To investigate the amyloidogenic potential of the N terminus, we generated a synthetic 17 aa peptide containing the second predicted amyloid domain (GVLSGNVVQVPVHVPVN) (Fig. 1). This peptide effectively bound ThT with a reproducible biphasic fluorescence profile (Fig. 6A), and could robustly seed the polymerization of full length ChpH fibers (Fig. 2B). These characteristics suggested it had a major role in promoting ChpH amyloid formation. Structural analyses suggested that this peptide began adopting β-structure by 24 h, and became more structured over time (Fig. 6B). Interestingly, the N-terminal peptide fiber morphology was unique: negatively stained electron micrographs revealed long, straight filament bundles (Fig. 6C, Fig. S1) that did not associate further into the three-dimensional tangles seen for the other wild type ChpH peptides. This morphology did not change significantly over time (Fig. S2). We tested the ability of these fibers to withstand protease treatment, and like the others, they were resistant to the effects of Proteinase K (Fig. S3). Our results, therefore, show that ChpH has two independent amyloidogenic regions, with each being sufficient to induce amyloid fiber formation, but both apparently being required to produce the dense polymers observed for the mature ChpH.
Discussion
The chaplins are members of a growing class of functional amyloids (26). Until now, there has been little understood about the sequences responsible for chaplin amyloid formation, and the extent to which the chaplin amyloid properties contributed to their morphogenetic function. Here, we provide direct evidence linking chaplin amyloid formation to aerial development, and identify two amyloid domains that contribute differentially to the functioning of ChpH.
Amyloid formation is often promoted by short contiguous sequences within a larger protein context (18, 19). Both ChpH amyloid domains correspond to regions predicted to adopt β-strands; a third predicted β-strand at the extreme N terminus of the mature protein was not required for ChpH activity. The chaplins are not unique in having multiple amyloid domains. The curli protein CsgA from E. coli contains several amyloidogenic domains: at least three domains can form amyloids in vitro, but only two are critical for in vivo amyloid formation (27, 28). A similar architecture has been observed for the type II diabetes-associated amyloid, human islet amyloid polypeptide (hIAPP). This peptide has three amyloid domains (29–31), with each domain containing a predicted β-strand. While discrete functions have not been ascribed to the different curli amyloid domains, the N terminus of hIAPP (amyloid domain 1) can disrupt membrane activity, suggesting that there may be functional differentiation of the domains in hIAPP. A similar situation exists for ChpH, where both amyloid domains are required for aerial hypha formation, but the C-terminal domain makes a greater contribution to rodlet assembly. This functional specialization is further reflected in the different polymerization and morphological features exhibited by each domain in vitro (Fig. S1).

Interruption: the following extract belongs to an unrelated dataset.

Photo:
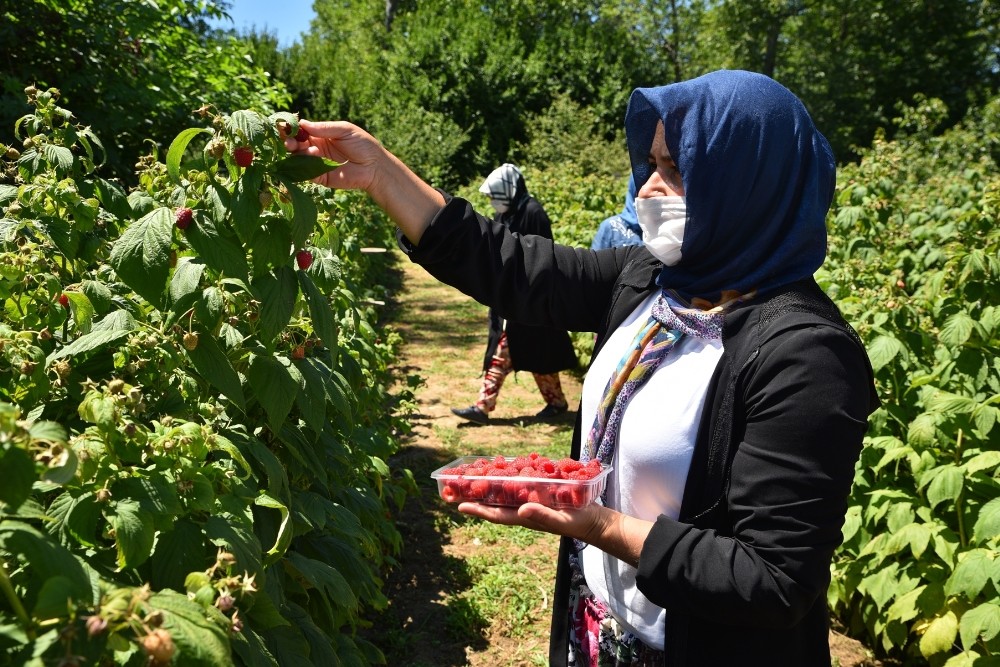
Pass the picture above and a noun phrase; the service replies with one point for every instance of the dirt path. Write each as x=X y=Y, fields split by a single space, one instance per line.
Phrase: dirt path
x=466 y=593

Amyloids typically assemble into polymers though a nucleation-dependent process. Nucleation-dependent assembly is defined by a lag phase, an exponential polymerization phase, and a plateau, and can be followed using ThT fluorescence. The C-terminal peptide exhibited a conventional lag and exponential phase (TEM revealed few aggregates at Time 0; Fig. S2), but instead of plateauing, fluorescence dropped markedly at 96 h. This drop in fluorescence appeared to be due to changes in the amyloid fiber organization, involving a transition from a fiber “network” at 72 h, to short, thick fiber aggregates at 96 h (Fig. 3, Fig. S2). In contrast, the N-terminal peptide, formed amyloid fibers that bundled together though lateral associations, and exhibited a two-stage lag and exponential phase. Unlike either individual domain, the full length ChpH peptide lacked an obvious lag in its polymerization. While the absence of a lag phase could suggest that fiber formation was nucleation-independent, TEM images taken at “Time 0” for this peptide show that there are small aggregates in the sample (Fig. S2); it is possible that these could promote ChpH polymerization and eliminate any lag phase. Seeding experiments revealed that ChpH fiber formation could be accelerated in the presence of existing fiber seeds (particularly those of the N terminus), suggesting that its polymerization may be differentially responsive to different amyloids. Notably, the full length ChpH peptide polymerized much more rapidly than either the N- or C-terminal peptides (on the order of days), suggesting that these two domains may make synergistic contributions to the polymerization process. Rapid polymerization could be important to prevent unwanted accumulation of intermediate species during amyloidogenesis, complexes that some propose to be the primary source of amyloid-related cytotoxicity (32, 33).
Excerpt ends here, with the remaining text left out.